The pressure begins to fall increasingly rapidly as the cold front approaches and rain usually starts not long before it arrives, becoming heavy for a short time. The cold front tends to be steeper than the warm front, with more dramatic weather. The cloud type on the front is a thunder cloud: cumulonimbus, with associated heavy rain and maybe hail, thunder, lightning or even a tornado. This is often accompanied by an increase in wind. The passage of the front is usually marked by a sharp change from falling to rising pressure and a veer (it changes its direction in a clockwise sense, eg from westerly to northwesterly) in the wind. As the rain dies away, the cloud lifts and breaks and, although there is sunshine, the air temperature falls.
Figure 4: The weather associated with a cold front © Crown Copyright, adapted from image supplied by Met Office.
The saying ‘red sky at night, shepherds delight; red sky in the morning, shepherds warning’ is linked to the passing of a depression. If the Sun, setting in the west, shines its light on a depression in the east giving a red sky, it is a sign that the depression has passed and better weather can be expected for a bit.

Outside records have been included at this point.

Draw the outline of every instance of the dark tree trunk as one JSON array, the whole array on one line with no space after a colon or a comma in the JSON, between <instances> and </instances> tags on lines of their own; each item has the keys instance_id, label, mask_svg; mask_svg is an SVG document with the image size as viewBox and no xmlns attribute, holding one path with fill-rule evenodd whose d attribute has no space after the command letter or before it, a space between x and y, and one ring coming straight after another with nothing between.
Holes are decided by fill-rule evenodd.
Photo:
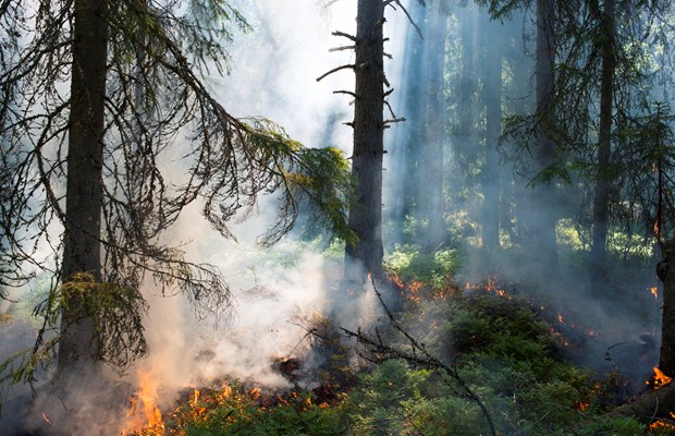
<instances>
[{"instance_id":1,"label":"dark tree trunk","mask_svg":"<svg viewBox=\"0 0 675 436\"><path fill-rule=\"evenodd\" d=\"M77 272L101 280L107 13L106 0L75 1L62 282L72 280ZM91 292L65 296L60 374L68 375L99 360L96 319L88 310Z\"/></svg>"},{"instance_id":2,"label":"dark tree trunk","mask_svg":"<svg viewBox=\"0 0 675 436\"><path fill-rule=\"evenodd\" d=\"M345 278L365 280L370 272L383 278L382 268L382 156L384 107L384 2L358 0L356 24L356 101L352 174L355 198L348 225L358 237L345 252Z\"/></svg>"},{"instance_id":3,"label":"dark tree trunk","mask_svg":"<svg viewBox=\"0 0 675 436\"><path fill-rule=\"evenodd\" d=\"M656 274L663 281L663 317L661 325L661 358L659 368L675 376L675 240L662 246L663 261Z\"/></svg>"},{"instance_id":4,"label":"dark tree trunk","mask_svg":"<svg viewBox=\"0 0 675 436\"><path fill-rule=\"evenodd\" d=\"M612 152L612 98L614 95L614 0L605 0L601 17L602 75L600 78L600 129L598 133L598 180L593 199L593 242L591 247L591 292L602 289L605 271L610 202L610 158Z\"/></svg>"},{"instance_id":5,"label":"dark tree trunk","mask_svg":"<svg viewBox=\"0 0 675 436\"><path fill-rule=\"evenodd\" d=\"M443 102L443 73L445 70L445 16L440 2L429 11L425 32L425 132L420 159L421 185L417 193L420 216L428 222L422 235L426 252L432 252L444 242L443 222L443 136L445 116Z\"/></svg>"},{"instance_id":6,"label":"dark tree trunk","mask_svg":"<svg viewBox=\"0 0 675 436\"><path fill-rule=\"evenodd\" d=\"M545 171L555 161L555 143L551 140L554 109L553 77L553 0L537 0L537 164ZM536 186L538 219L535 220L533 247L541 254L542 270L550 271L557 264L555 242L555 183L544 178Z\"/></svg>"},{"instance_id":7,"label":"dark tree trunk","mask_svg":"<svg viewBox=\"0 0 675 436\"><path fill-rule=\"evenodd\" d=\"M503 27L503 26L501 26ZM488 28L496 31L496 25ZM482 243L490 250L500 246L501 169L499 138L502 134L502 47L498 40L486 39L486 166L482 174L483 226Z\"/></svg>"}]
</instances>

Figure A: Sun setting in the west © University of Reading
On the other hand if the Sun, rising in the east, shines its light on a depression in the west, then that depression has yet to hit the observer and is about to bring bad weather.
Figure B: Sun rising in the east © University of Reading
The occluded front
Figure 5: Four stages in the lifecycle of a depression
Now let’s consider what’s going on a bit later in the lifecycle of the depression (stage 3 in Figure 5). As with the previous scenario we’ll start by looking at a cross section, this time through the occluded front, shown in Figure 6.
Figure 6: A cross section through a depression at stage 3 © Dr Peter Inness
You can see the cold front has caught up with the warm front and has been pushed up the warm front. On the ground, the cold air from ahead of the system is directly in contact with the cold air behind. If you imagine you’re standing on the ground again you won’t notice much of a temperature change as the occluded front passes. However, the remaining warm air, squeezed higher up in the atmosphere, is still rising, so you’re going to still need your umbrella as there will still be cloud and rain.
There are several physical reasons why the cold front catches up with the warm front. Conceptually, remembering that all the air is moving from west to east, it’s easy to imagine how it is relatively easy for the more dense, heavier cold air to push the less dense, lighter air out of the way on the cold front. Conversely, it’s much harder for the less dense, lighter warm air to push the more dense, heavier air out of the way on the warm front. The net result of the processes in action is that the cold front moves faster than the warm front and the warm air in between the fronts is squeezed up and away from the surface.